Virtual table concept in madIS

Virtual table can be any piece of code that returns its results as list of lists. It will be used in madSQL in the FROM part of a query.

Example:

select * from file('data.tsv');

In this case data are produced from external sources. Many madis virtual tables take a query as an input, execute it and returns its results transformed. (See Query parameter). In that case the vtable “call” could be inverted in the query. (see SQL extensions).

Example:

rowidvt select * from table1 limit 3;

Creating a virtual table function

Virtual table fuctions are the most advanced operator in madIS. Existing virtual table functions can be organized by increasing implementation complexity in three categories:

  • Single boolean output vt functions with query input: Virtual table functions that take an input, do sth and return 1 or 0. Example table fuctions are exec
  • Iterative output: Vts that take input and returns many data (iterator of list).

Its call of the iterator retuns a list with each row data. In this category falls file operator, as well as expand, rowidvt, etc.

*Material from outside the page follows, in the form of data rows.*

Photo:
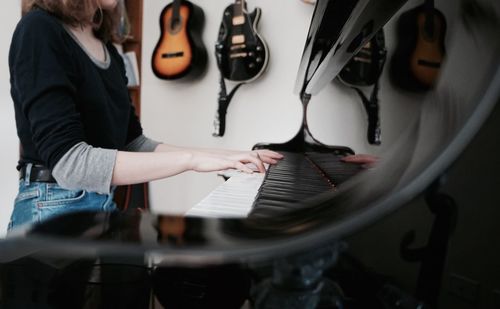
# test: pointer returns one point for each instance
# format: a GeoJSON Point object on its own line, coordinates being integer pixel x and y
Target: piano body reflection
{"type": "Point", "coordinates": [110, 260]}
{"type": "Point", "coordinates": [338, 30]}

  • Advanced: Advanced vt’s that need the index capability of virtual tables. In this category falls only cache functions. These functions must implement virtual tables from scratch as described in

APSW documentation.

All virtual table functions are created in XXXX folder. Every virtual table function must be single module. Detailed documentation of virtual table API could be found in APSW documentation. In madIS there are used mostly two specific types of Virtual table functions, that helper libraries have been implemented to simplify their implementation. So implementing a virtual table function, is feasible either by following the APSW API and adding the flags for madIS, either by using the helper libraries, as explained below. To continue reading, have a look to the Virtual table function API in APSW and play with toggle function and a virtual table call. Example:

mterm> toggle tracing;
tracing is now: True
Query executed in 0 min. 0 sec 4 msec

mterm> select * from (file 'data.csv');
executetrace(u"create virtual table temp.vt_144176563 using file('data.csv','automatic_vtable:1')")
executetrace(u'select * from (SELECT * FROM vt_144176563 );',None)
...
executetrace(u'drop table temp.vt_144176563;')
Query executed in 0 min. 0 sec 14 msec

mterm> toggle vtdebug;
executetrace(u"SELECT toggle('vtdebug');",None)
vtdebug is now: True
Query executed in 0 min. 0 sec 4 msec

mterm> select * from (file 'data.csv');
....

Toggle is a row function that toggles the value of madIS global settings

Important flags for madIS VT functions

registered=True # set this flag to register in madis the function, if set to false the module is not loaded.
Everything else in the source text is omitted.